SUNDAY, 19 MARCH 2006  
 
 

Shameful truth must be told

 
 

Some will say it is futile to continue chasing old men for crimes committed 60 years ago. This is a shallow and, it must be said, an inhuman view. Genocide does not disappear with the passage of the years. The six million dead have not merely drifted into oblivion. They are, as philosopher Claude Lanzmann once put it, the "presence of an absence". They are a multitude of dead souls who reproach us with their loss. They require us not merely to remember them, but to demand justice on their behalf. If we turn our backs on their appeal, we turn our backs on humanity, on pity, on decency.

Genocide, as Stringer says, is still with us. His files remind us what genocide means. It means the reduction of other human beings to the level of animals, the necessary prelude to their mechanised slaughter. If our enemies are wolves and hyenas, we may kill them with impunity. That deep human habit, of bestialising and demonising the other, has not gone away. It led the 12th Lithuanian Police Battalion to crowd naked women and children into the pits and butcher them like cattle. Pukas claimed, unconvincingly, to have not taken part in those massacres. His vivid description of the killing - the Jews "screamed like geese" -testifies eloquently against him.

A lack of witnesses prevented his case going to court. But if New Zealand had adopted the American model - of denaturalisation and deportation of immigrants who lied to the authorities - Pukas would have had to face at least a form of justice. Some will say the revelations should have been kept quiet to avoid embarrassment and trouble to his family.
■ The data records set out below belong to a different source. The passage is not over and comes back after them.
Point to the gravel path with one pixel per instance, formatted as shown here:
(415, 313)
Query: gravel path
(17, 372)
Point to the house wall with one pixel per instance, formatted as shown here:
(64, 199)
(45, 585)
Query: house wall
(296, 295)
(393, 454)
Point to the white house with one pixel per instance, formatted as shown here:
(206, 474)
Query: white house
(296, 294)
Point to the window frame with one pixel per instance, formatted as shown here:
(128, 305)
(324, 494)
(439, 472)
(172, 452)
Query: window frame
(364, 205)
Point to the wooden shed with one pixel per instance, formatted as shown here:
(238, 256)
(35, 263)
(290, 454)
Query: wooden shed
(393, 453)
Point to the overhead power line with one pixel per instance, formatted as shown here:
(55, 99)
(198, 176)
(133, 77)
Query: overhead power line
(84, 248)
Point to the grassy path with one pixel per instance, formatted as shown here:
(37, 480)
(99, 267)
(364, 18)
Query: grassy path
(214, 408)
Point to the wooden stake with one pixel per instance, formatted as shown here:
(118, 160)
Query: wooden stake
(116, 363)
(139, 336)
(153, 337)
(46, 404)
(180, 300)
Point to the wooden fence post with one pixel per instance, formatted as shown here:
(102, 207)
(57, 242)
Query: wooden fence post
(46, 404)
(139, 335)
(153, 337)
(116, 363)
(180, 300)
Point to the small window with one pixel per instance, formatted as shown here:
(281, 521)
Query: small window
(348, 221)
It is true that Pukas's children and grandchildren are victims in all this. A shocking wave of ugliness has broken over them, years after Pukas's death. They deserve, and they have, our sympathy. But it is also true that history demands that the truth about Pukas be told.

Politicians in nearly all countries have been reluctant to pursue alleged war criminals, and unwilling to prosecute them when they were found. Australia shut its special investigations unit prematurely for reasons of odious expediency and "unnecessary" expense. This meant that one well-founded case, against a former member of the Latvian Police battalion, was abandoned, and the man died untroubled by the authorities. But the issue refuses to go away. The Wiesenthal Centre's Operation Last Chance has revealed two promising Australian cases now the subject of extradition proceedings. And hundreds of other cases are under investigation around the world. Not all the old murderers have died, despite what many think. Not all hope for justice has died.
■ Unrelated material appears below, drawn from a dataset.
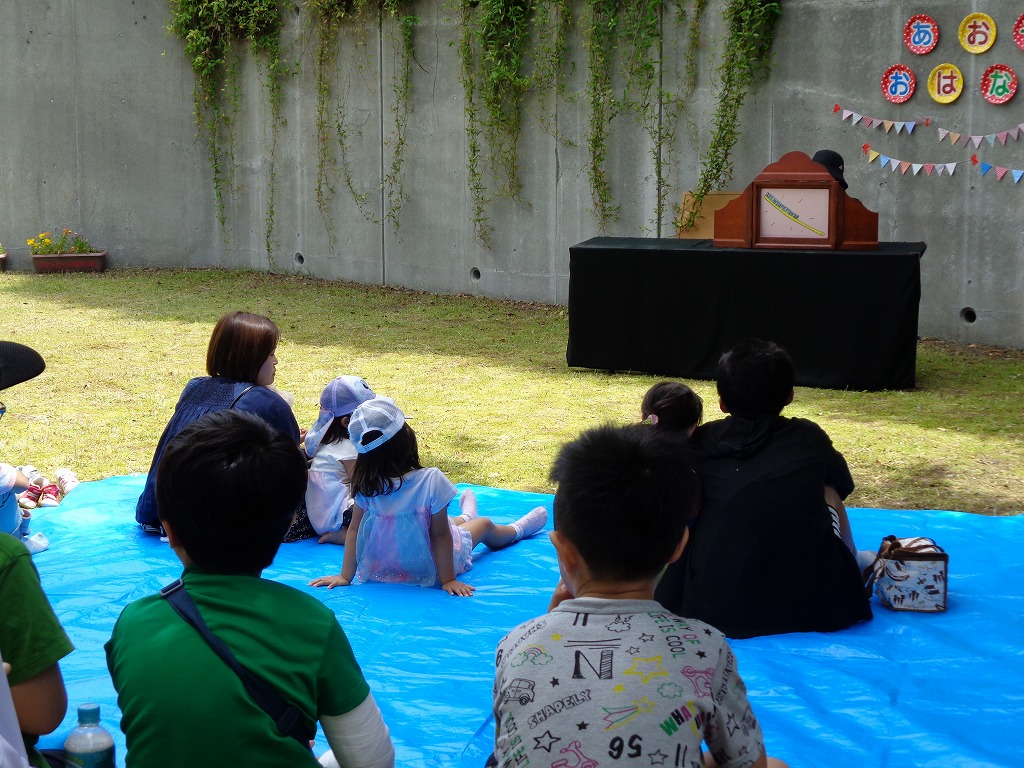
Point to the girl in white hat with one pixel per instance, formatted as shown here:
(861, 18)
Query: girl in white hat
(400, 529)
(328, 499)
Attorney-General Paul East seemed relieved when the Crown Law Office advised him in 1992 that no prosecutions could be brought. Amazingly, the office even claimed there was not "prima facie" evidence of guilt. Pukas's case is stuffed with such evidence. In the event, New Zealand missed the opportunity to do anything about the suspected murderers in our midst. That is a dreadful loss. Stringer, though, has shown us how serious the case was and why it should not be forgotten. For that, we are all in his debt.